World power.

In early June, three young Thai powerlifters flew to Sweden to compete in the IPF World Classic Championships alongside more than 1,000 athletes. Worathida “Paan” Theopanich, 22, won bronze for best overall in the junior U43 weight class, while Wongsatorn “Job” Angchaibunsrisuk, 22, landed ninth best in the junior U74 class. Phuripat “Pad” Yimerhthi, 19, competed in the most-competitive weight class, U83.
 

How did you get into powerlifting?

 
Job: I was bodybuilding but started to get bored. Then I gave powerlifting a go and it was fun so I stuck with it. I’ve been doing it for three-to-four years now.
Pad: I just wanted to get lean. I was also into bodybuilding at first, too. Then I met John Del Castillo [his coach] who saw my legs and thought they looked strong, so he asked if he could train me.
Paan: I was a sport-science student and went to the gym regularly. I went to check out a competition in October and there was a booth for people to try out for fun. I lifted the 60kg deadlift quite breezily. John Coyle [TPF's sponsor and chairperson] approached me and I’ve been doing it since.
 

How did you do in the competition?

 
Job: I competed in the Under 74kg Junior category and landed ninth best in bench at 142.5kg. My squat was 177.5kg and deadlift 217.5kg.
Paan: My squat was 87.5kg and was third best in the world. I bench at 47.5kg and deadlift at 127.5kg—that was second best in the world. Overall I landed third best in the world for Under 43kg Juniors.
Pad: My squat is 227.5kg, bench 117.5kg and deadlift 222.5kg.
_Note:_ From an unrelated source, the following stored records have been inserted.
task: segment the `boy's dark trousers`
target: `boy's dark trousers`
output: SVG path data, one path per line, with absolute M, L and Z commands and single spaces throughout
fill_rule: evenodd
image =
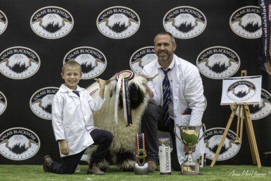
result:
M 96 151 L 91 156 L 92 162 L 101 162 L 109 149 L 113 136 L 111 132 L 99 129 L 92 130 L 90 135 L 94 141 L 93 145 L 99 145 Z M 60 174 L 73 174 L 86 149 L 79 153 L 62 157 L 62 163 L 53 162 L 50 166 L 51 172 Z

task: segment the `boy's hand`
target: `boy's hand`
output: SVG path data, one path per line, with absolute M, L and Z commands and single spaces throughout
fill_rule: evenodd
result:
M 106 81 L 104 80 L 101 79 L 100 78 L 99 79 L 94 79 L 97 82 L 99 83 L 100 85 L 100 91 L 99 92 L 99 95 L 100 97 L 103 99 L 103 94 L 104 93 L 104 88 L 105 87 L 105 85 L 106 85 Z
M 69 152 L 69 150 L 68 149 L 68 146 L 65 140 L 62 140 L 59 141 L 59 144 L 60 145 L 60 152 L 62 154 L 65 155 L 68 155 Z
M 100 89 L 104 89 L 105 87 L 106 81 L 104 80 L 101 79 L 100 78 L 98 79 L 99 84 L 100 85 Z

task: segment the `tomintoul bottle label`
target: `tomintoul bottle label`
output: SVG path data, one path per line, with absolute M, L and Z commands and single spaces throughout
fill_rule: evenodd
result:
M 160 175 L 171 175 L 170 146 L 169 138 L 159 138 L 159 159 Z

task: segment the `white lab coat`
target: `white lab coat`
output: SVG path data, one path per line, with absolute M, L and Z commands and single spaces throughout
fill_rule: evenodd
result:
M 203 83 L 199 71 L 194 65 L 175 54 L 174 54 L 173 60 L 175 64 L 172 70 L 172 85 L 173 87 L 171 101 L 173 103 L 174 123 L 180 126 L 200 125 L 205 103 Z M 145 66 L 143 73 L 148 77 L 158 73 L 156 65 L 157 61 L 157 59 L 154 60 Z M 159 87 L 160 84 L 158 76 L 148 83 L 154 94 L 150 102 L 158 106 L 163 101 L 163 93 L 160 92 Z M 191 115 L 182 115 L 187 108 L 192 110 Z M 179 130 L 176 130 L 180 137 Z M 202 130 L 200 136 L 202 135 Z M 176 138 L 176 143 L 178 159 L 181 164 L 186 160 L 187 156 L 185 155 L 183 144 L 177 138 Z M 204 144 L 202 139 L 197 145 L 196 150 L 193 154 L 194 159 L 198 159 L 204 152 Z
M 52 102 L 52 124 L 56 140 L 65 140 L 69 153 L 78 153 L 94 143 L 89 133 L 94 127 L 91 110 L 101 109 L 104 99 L 94 99 L 85 89 L 77 85 L 79 98 L 73 90 L 62 84 Z M 67 155 L 60 153 L 61 157 Z

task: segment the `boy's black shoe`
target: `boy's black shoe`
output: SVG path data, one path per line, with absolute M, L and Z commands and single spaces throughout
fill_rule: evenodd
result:
M 88 169 L 86 172 L 87 174 L 94 174 L 96 175 L 105 175 L 105 173 L 101 170 L 97 163 L 90 162 Z
M 45 172 L 50 172 L 50 165 L 53 163 L 53 161 L 50 155 L 45 155 L 43 158 L 43 170 Z

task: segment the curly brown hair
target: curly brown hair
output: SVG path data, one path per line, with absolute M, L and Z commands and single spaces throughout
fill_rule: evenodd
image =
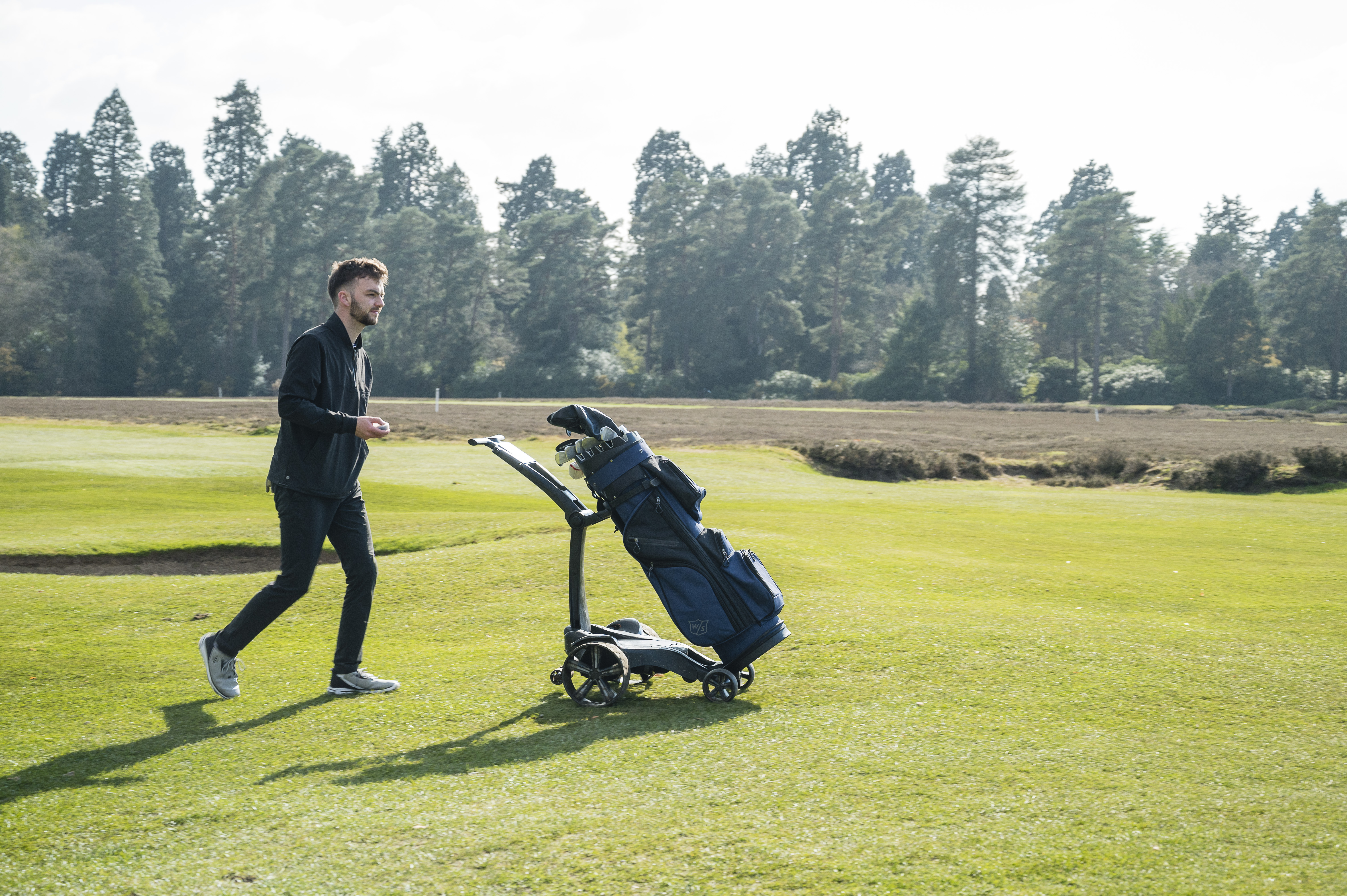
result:
M 333 271 L 327 275 L 327 298 L 331 299 L 334 309 L 337 307 L 337 294 L 341 292 L 348 283 L 361 278 L 388 283 L 388 268 L 379 259 L 346 259 L 345 261 L 333 261 Z

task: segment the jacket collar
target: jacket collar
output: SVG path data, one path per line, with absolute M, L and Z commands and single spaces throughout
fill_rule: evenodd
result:
M 338 340 L 341 340 L 342 345 L 350 345 L 350 334 L 346 333 L 346 325 L 341 322 L 341 318 L 337 317 L 335 311 L 333 311 L 333 315 L 330 318 L 327 318 L 327 323 L 325 323 L 323 326 L 326 326 L 329 330 L 331 330 L 333 334 Z M 356 337 L 356 348 L 357 349 L 365 348 L 365 334 L 364 333 L 361 333 L 360 335 Z

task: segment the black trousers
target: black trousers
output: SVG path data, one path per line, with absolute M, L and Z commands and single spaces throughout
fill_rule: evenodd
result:
M 346 601 L 341 608 L 333 672 L 354 672 L 360 668 L 369 606 L 379 578 L 365 499 L 358 488 L 346 497 L 315 497 L 283 486 L 273 488 L 276 516 L 280 517 L 280 575 L 220 629 L 216 644 L 226 653 L 237 653 L 303 597 L 326 538 L 337 548 L 346 573 Z

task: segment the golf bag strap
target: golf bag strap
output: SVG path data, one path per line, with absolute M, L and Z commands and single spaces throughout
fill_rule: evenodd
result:
M 599 492 L 598 496 L 609 507 L 618 507 L 659 484 L 657 478 L 645 476 L 645 470 L 637 466 L 613 480 L 613 484 Z

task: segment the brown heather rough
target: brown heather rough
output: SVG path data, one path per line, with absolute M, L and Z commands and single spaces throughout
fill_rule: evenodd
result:
M 1347 415 L 1265 408 L 1092 408 L 1063 404 L 920 402 L 717 402 L 687 399 L 445 400 L 373 399 L 391 438 L 458 441 L 473 435 L 562 438 L 547 415 L 578 402 L 597 407 L 660 449 L 678 445 L 785 445 L 859 439 L 923 451 L 1030 459 L 1090 454 L 1105 446 L 1169 461 L 1207 461 L 1231 451 L 1266 451 L 1292 462 L 1292 449 L 1347 449 Z M 265 435 L 276 403 L 257 399 L 0 397 L 0 418 L 205 426 Z

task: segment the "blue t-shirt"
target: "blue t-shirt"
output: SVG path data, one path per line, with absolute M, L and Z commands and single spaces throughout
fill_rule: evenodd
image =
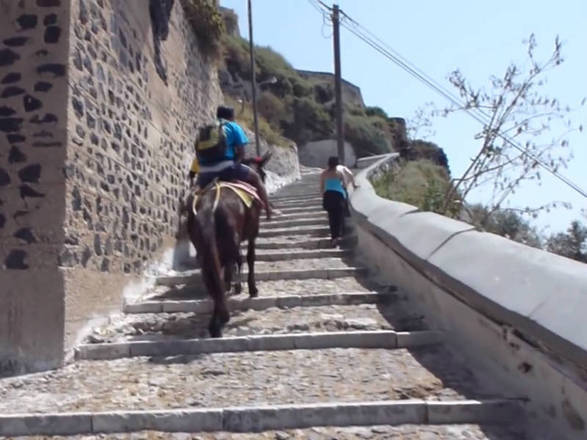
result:
M 224 124 L 224 134 L 226 136 L 226 159 L 234 160 L 235 158 L 235 147 L 239 145 L 246 145 L 249 143 L 249 138 L 245 134 L 244 130 L 236 122 L 220 120 L 220 123 Z

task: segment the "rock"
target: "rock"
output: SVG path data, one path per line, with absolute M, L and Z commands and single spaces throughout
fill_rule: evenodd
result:
M 377 321 L 372 318 L 352 318 L 345 320 L 349 328 L 356 330 L 366 330 L 368 328 L 377 327 Z

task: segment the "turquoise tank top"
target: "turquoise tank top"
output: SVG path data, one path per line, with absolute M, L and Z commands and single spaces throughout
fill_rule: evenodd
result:
M 346 192 L 342 187 L 342 182 L 338 178 L 328 178 L 324 181 L 324 191 L 338 191 L 346 199 Z

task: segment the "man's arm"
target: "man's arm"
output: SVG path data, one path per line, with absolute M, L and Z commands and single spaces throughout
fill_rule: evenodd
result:
M 245 158 L 245 146 L 235 145 L 234 146 L 234 160 L 236 162 L 242 162 Z
M 348 167 L 344 167 L 343 170 L 344 170 L 344 173 L 346 174 L 347 178 L 351 181 L 353 188 L 357 188 L 358 185 L 355 183 L 355 176 L 353 175 L 353 172 L 351 170 L 349 170 Z
M 234 140 L 234 160 L 242 162 L 245 158 L 245 146 L 249 143 L 249 138 L 245 134 L 245 131 L 236 122 L 230 124 L 233 129 L 233 140 Z

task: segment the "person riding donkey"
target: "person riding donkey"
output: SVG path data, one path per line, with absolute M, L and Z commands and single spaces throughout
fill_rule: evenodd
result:
M 267 191 L 259 175 L 242 163 L 245 146 L 249 139 L 244 130 L 234 121 L 234 109 L 219 106 L 218 121 L 200 129 L 196 140 L 196 166 L 192 163 L 190 179 L 197 173 L 196 186 L 203 189 L 214 179 L 223 181 L 241 180 L 252 185 L 265 205 L 267 219 L 272 211 Z

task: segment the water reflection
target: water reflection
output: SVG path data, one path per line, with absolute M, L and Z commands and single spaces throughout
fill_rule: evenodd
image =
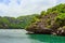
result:
M 48 35 L 48 34 L 28 34 L 29 39 L 40 41 L 38 43 L 65 43 L 65 37 Z

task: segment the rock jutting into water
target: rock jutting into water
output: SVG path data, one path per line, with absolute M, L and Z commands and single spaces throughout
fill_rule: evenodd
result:
M 61 10 L 60 10 L 61 9 Z M 42 34 L 65 35 L 65 4 L 49 9 L 40 20 L 26 28 L 27 31 Z

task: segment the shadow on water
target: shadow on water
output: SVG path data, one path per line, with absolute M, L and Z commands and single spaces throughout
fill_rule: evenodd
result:
M 29 39 L 47 43 L 65 43 L 65 37 L 49 35 L 49 34 L 28 34 Z

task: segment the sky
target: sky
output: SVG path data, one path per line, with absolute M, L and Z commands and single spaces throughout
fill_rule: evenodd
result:
M 65 3 L 65 0 L 0 0 L 0 16 L 39 14 L 60 3 Z

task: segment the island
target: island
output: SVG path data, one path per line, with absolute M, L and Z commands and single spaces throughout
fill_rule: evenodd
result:
M 42 11 L 26 30 L 28 33 L 65 35 L 65 3 Z

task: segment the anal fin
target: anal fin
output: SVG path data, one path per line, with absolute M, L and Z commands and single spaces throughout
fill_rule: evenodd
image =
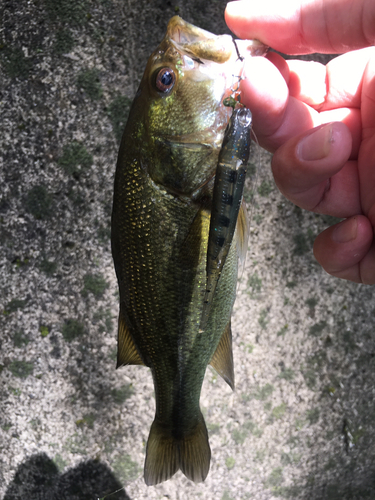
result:
M 227 324 L 220 342 L 211 358 L 210 365 L 223 377 L 225 382 L 234 391 L 234 369 L 232 352 L 232 330 L 230 321 Z
M 118 318 L 117 366 L 144 365 L 126 324 L 124 314 L 120 309 Z

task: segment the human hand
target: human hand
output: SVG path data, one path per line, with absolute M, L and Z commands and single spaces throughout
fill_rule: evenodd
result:
M 374 1 L 247 0 L 230 2 L 225 17 L 237 36 L 288 54 L 356 49 L 326 66 L 274 52 L 252 58 L 241 102 L 260 144 L 275 152 L 281 192 L 302 208 L 346 218 L 316 238 L 318 262 L 333 276 L 374 284 Z

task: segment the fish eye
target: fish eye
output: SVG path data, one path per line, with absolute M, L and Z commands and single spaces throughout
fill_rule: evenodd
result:
M 156 74 L 155 85 L 159 92 L 170 92 L 175 84 L 176 75 L 170 68 L 162 68 Z

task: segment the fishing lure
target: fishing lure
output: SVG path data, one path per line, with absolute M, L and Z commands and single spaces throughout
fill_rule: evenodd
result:
M 250 156 L 252 114 L 233 110 L 226 128 L 216 169 L 207 249 L 207 286 L 200 329 L 203 330 L 212 299 L 236 229 Z

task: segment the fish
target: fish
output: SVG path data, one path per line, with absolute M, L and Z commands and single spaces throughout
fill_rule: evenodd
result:
M 125 126 L 111 231 L 117 367 L 151 369 L 147 485 L 178 470 L 205 480 L 211 451 L 199 399 L 208 364 L 234 388 L 231 312 L 247 245 L 241 198 L 251 113 L 224 101 L 236 93 L 244 59 L 265 52 L 260 42 L 174 16 Z

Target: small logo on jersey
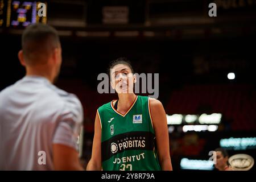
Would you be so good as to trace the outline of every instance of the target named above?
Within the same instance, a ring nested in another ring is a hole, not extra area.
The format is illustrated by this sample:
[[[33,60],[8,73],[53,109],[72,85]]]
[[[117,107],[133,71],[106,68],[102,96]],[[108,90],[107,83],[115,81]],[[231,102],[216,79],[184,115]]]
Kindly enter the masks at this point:
[[[111,134],[112,135],[113,135],[114,134],[114,125],[110,125],[110,134]]]
[[[111,118],[110,119],[110,120],[109,120],[109,121],[108,121],[108,122],[109,122],[109,123],[110,123],[113,119],[114,119],[115,118]]]
[[[142,123],[142,114],[134,115],[133,123]]]
[[[117,151],[118,150],[118,147],[117,146],[117,144],[115,143],[111,143],[111,152],[113,154],[115,154]]]

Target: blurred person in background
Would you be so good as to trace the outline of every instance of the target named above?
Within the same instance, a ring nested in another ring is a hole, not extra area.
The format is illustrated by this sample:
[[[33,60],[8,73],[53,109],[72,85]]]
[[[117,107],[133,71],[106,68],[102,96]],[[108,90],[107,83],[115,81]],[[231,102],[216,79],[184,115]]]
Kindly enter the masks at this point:
[[[222,148],[218,148],[214,150],[216,152],[216,164],[214,167],[219,171],[233,171],[229,165],[228,152]]]
[[[26,76],[0,92],[0,170],[82,170],[82,105],[53,85],[62,62],[57,32],[32,24],[22,39]]]

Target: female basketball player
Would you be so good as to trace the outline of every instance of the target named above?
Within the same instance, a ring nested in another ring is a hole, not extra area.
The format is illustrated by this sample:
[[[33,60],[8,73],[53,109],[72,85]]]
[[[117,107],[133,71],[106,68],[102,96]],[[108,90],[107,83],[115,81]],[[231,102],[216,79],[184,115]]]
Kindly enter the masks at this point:
[[[87,170],[172,170],[162,104],[134,94],[136,77],[126,59],[112,62],[109,71],[118,100],[97,110]]]

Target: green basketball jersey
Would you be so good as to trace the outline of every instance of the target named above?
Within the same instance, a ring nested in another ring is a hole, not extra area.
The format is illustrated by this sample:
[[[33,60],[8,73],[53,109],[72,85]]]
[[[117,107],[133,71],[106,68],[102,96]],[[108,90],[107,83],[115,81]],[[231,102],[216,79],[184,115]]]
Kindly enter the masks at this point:
[[[137,96],[124,115],[113,102],[98,109],[103,170],[160,170],[149,97]]]

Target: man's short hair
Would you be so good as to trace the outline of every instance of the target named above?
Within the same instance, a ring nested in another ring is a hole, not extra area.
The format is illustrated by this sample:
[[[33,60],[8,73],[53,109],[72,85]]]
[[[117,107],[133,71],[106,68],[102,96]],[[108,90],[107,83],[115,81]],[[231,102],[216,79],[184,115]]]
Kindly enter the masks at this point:
[[[57,31],[52,27],[35,23],[27,26],[22,34],[24,59],[28,65],[47,63],[53,49],[60,47]]]
[[[217,148],[215,149],[214,151],[216,152],[217,151],[221,152],[224,158],[229,157],[229,154],[228,154],[228,152],[226,151],[226,150],[225,150],[223,148]]]

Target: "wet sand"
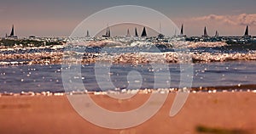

I competed in the Under 83kg Junior. It’s the most competitive weight class. I didn’t win anything [laughs].
 

How often do you train?

 
Paan: I train five days a week, rotating on form, not all of them in one day.
Pad: I train four days a week, squatting three days.
Job: I train four days, with form rotations as well.
 

How was your experience competing globally?

 
Job: I did better than I expected because I injured my hamstrings months before the competition.
Paan: It was very fun, but I wanted to do better—I could do more when I was training.
 

Why do you think powerlifting isn’t more popular in Thailand?


Paan: I think people think it’s dangerous.
Pad: Especially with girls, they are afraid to get bulky, which is impossible, I mean, look at Paan.
 

As a woman, what has powerlifting taught you?

 
Paan: It’s really fun. I set myself goals, then I just keep training hard to try and achieve them.
 

What techniques have you learned from powerlifting that you could use in real life?

 
Pad: Patience is key. Nothing comes easily, everything takes time.
Job: I’ve learned to overcome my own ability. I try to be better every day.
Paan: Never give up, always keep trying.
 

Any advice for aspiring powerlifters?


Pad: Just give it a go, see what you can do, but start light—don’t injure yourself.
Paan: Just try. It’s not really as scary as it seems.